Explosives manufacturer Orica has revealed technical issues at its half-owned ammonium nitrate plant in the Pilbara will cause a production delay of more than 12 months.
Explosives manufacturer Orica has revealed technical issues at its half-owned ammonium nitrate plant in the Pilbara will cause a production delay of more than 12 months.
Melbourne-based Orica holds a 50 per cent stake in the Burrup plant, with Norwegian company Yara International owning the remaining share.
Under the joint venture agreement, Yara operates the plant while Orica is responsible for sale and marketing.
Orica said Yara had been addressing technical issues over the past 12 months.
“While it was previously anticipated that the plant would be operational by the end of the 2018 financial year, the replacement of some key components is expected to delay production until the first half of the 2020 financial year,” the company said in a statement to the ASX.
“All nine new replacement heat exchangers and the absorption tower are currently expected to be installed in the second half of 2019 calendar year.
“It is anticipated that this installation will take around two months.”
The company said the plant would run as much as possible until the repairs were completed, with about 20 per cent utilisation anticipated in FY19.
Yara’s third quarter results also gave some details on the issue.
“The company is still assessing the extent of necessary repairs to be carried out before the plant is able to operate at full capacity and the related financial impact,” Yara said.
“With a limited headroom, any unfavorable new information may reduce the value-in-use of the plant and trigger an impairment charge.”
The news came as Orica posted a 16 per cent fall in underlying profit to $324.2 million for the 12 months to September 30.

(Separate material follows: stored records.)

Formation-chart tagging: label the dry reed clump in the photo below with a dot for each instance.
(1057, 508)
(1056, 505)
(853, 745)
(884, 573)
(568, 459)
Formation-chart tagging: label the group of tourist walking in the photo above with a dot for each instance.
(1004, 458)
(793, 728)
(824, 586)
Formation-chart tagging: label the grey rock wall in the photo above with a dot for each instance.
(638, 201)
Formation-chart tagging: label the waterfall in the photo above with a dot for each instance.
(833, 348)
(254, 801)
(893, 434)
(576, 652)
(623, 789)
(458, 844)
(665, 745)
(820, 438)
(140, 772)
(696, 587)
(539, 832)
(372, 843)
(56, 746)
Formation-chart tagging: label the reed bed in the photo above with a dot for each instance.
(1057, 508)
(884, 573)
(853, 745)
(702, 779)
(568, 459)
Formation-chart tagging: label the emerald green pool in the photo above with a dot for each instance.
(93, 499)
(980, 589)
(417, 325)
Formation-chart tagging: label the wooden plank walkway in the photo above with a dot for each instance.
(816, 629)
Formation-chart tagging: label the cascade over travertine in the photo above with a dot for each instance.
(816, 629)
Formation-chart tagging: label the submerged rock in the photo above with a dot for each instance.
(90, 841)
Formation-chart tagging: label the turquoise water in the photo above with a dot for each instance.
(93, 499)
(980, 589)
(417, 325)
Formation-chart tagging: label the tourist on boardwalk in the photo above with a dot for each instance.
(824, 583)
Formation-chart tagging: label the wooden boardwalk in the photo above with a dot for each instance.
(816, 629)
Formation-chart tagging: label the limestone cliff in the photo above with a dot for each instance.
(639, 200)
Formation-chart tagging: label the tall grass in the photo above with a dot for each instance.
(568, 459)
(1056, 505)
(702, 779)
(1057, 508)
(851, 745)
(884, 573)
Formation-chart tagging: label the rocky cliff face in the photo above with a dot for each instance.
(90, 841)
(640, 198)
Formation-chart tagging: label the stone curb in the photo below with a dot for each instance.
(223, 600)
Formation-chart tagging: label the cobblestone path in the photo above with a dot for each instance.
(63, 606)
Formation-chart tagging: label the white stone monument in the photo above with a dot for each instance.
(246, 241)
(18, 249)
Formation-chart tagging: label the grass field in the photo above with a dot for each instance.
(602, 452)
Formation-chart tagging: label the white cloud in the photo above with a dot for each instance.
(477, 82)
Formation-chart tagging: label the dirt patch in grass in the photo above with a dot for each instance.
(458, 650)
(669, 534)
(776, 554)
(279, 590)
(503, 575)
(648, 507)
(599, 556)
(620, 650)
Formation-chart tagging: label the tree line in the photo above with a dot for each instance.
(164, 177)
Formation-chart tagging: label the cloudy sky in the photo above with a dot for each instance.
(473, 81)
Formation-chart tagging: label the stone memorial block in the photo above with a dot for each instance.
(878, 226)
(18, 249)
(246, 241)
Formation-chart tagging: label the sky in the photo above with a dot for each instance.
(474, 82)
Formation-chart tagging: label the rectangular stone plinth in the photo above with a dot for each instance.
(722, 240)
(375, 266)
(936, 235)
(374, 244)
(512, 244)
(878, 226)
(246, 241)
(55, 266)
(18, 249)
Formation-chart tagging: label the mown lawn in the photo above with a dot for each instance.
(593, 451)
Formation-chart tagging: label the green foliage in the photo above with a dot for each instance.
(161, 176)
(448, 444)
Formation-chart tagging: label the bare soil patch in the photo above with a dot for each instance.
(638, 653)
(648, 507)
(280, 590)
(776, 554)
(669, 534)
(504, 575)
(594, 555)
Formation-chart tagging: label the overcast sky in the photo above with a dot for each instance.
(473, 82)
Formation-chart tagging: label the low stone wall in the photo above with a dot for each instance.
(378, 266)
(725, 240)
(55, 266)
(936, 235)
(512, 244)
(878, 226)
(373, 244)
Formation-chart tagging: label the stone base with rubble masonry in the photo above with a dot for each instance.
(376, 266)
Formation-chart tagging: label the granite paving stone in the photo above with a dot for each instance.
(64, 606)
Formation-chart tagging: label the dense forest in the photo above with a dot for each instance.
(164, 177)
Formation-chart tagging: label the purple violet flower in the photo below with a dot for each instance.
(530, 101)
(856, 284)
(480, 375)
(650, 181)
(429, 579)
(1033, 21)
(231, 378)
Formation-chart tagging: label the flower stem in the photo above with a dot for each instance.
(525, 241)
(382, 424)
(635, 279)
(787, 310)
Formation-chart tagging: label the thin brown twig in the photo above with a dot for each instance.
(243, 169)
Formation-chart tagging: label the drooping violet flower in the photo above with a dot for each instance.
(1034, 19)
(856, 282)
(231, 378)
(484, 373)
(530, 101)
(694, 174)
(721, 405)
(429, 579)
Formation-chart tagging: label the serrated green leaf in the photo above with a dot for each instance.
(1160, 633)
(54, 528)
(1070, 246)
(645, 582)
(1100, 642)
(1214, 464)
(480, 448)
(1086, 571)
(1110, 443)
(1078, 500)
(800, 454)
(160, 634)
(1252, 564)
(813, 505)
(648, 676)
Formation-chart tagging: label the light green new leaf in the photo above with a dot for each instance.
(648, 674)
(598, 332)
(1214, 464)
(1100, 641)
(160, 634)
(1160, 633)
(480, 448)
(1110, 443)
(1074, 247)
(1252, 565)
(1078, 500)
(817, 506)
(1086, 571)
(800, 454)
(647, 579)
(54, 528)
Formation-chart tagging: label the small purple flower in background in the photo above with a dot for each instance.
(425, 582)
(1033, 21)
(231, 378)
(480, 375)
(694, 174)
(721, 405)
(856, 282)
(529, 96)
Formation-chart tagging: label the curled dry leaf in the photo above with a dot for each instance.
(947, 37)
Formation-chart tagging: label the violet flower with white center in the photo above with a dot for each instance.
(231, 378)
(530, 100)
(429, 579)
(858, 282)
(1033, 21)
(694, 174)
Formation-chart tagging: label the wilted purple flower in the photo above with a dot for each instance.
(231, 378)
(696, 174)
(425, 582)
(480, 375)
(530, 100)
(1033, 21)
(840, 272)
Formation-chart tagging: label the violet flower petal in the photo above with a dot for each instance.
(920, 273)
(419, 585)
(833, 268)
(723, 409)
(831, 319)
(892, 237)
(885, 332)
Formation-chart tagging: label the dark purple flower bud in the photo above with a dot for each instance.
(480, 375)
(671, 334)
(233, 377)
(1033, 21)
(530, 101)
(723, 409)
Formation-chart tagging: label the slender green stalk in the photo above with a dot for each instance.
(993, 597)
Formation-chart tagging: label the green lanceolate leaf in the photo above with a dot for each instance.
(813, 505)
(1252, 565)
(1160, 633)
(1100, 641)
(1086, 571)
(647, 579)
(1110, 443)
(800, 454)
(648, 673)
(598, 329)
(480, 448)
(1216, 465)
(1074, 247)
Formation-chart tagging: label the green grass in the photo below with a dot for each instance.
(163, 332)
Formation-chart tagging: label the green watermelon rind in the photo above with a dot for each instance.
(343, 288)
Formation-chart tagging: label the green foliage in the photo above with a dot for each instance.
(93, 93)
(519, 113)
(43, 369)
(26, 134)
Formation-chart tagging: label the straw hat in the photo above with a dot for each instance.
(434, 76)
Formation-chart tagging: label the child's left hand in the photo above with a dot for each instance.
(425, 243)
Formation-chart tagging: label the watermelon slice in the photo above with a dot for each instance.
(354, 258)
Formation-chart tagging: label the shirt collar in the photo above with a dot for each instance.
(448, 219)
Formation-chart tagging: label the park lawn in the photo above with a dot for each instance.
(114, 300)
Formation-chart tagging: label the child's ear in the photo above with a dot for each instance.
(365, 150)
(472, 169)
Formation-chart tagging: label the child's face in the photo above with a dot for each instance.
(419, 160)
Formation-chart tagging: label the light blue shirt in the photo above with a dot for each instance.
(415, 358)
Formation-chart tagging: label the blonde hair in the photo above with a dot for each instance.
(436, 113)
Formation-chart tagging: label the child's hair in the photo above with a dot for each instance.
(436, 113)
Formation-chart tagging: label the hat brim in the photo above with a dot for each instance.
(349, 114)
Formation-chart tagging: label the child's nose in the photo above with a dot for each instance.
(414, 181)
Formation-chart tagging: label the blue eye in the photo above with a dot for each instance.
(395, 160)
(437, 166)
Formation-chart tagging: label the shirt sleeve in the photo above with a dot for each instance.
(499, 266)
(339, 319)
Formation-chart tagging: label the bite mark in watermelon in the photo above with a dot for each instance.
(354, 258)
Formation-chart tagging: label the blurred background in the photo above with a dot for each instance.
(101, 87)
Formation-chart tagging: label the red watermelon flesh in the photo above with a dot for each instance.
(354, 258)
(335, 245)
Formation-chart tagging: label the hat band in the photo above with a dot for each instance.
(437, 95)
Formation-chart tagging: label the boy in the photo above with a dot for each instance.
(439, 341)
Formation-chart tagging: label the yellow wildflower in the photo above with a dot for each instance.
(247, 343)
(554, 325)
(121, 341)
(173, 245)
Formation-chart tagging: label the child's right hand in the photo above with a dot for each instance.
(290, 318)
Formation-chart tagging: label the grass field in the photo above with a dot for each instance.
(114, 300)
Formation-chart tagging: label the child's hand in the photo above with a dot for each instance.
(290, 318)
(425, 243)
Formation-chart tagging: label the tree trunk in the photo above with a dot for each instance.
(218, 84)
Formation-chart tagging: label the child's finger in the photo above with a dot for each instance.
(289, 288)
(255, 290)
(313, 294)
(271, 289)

Revenue was 7 per cent higher than the previous 12 months at $5.37 billion.
The company declared a final dividend of 31.5 cents per share, up from the 28 cents per share a year earlier.
Total ammonium nitrate volumes were up 5.0 per cent year-on-year, helped by higher demand in Indonesia and Australia.
However, the volume growth was offset by unfavourable contract pricing, the company said, adding that earnings before interest and taxes was further impacted by unplanned maintenance shutdowns at Yarwun and Kooragang Island operations in Australia.
In June, Orica lost a five-year supply contract extension with Fortescue Metals Group, with fellow Melbourne-based outfit Incitec Pivot being awarded the contract, which will begin at the end of 2019.
In March, Orica secured contracts with BHP Billiton and Roy Hill Holdings in the Pilbara.
Shares in Orica finished 6.43 per cent higher at $17.72 each today.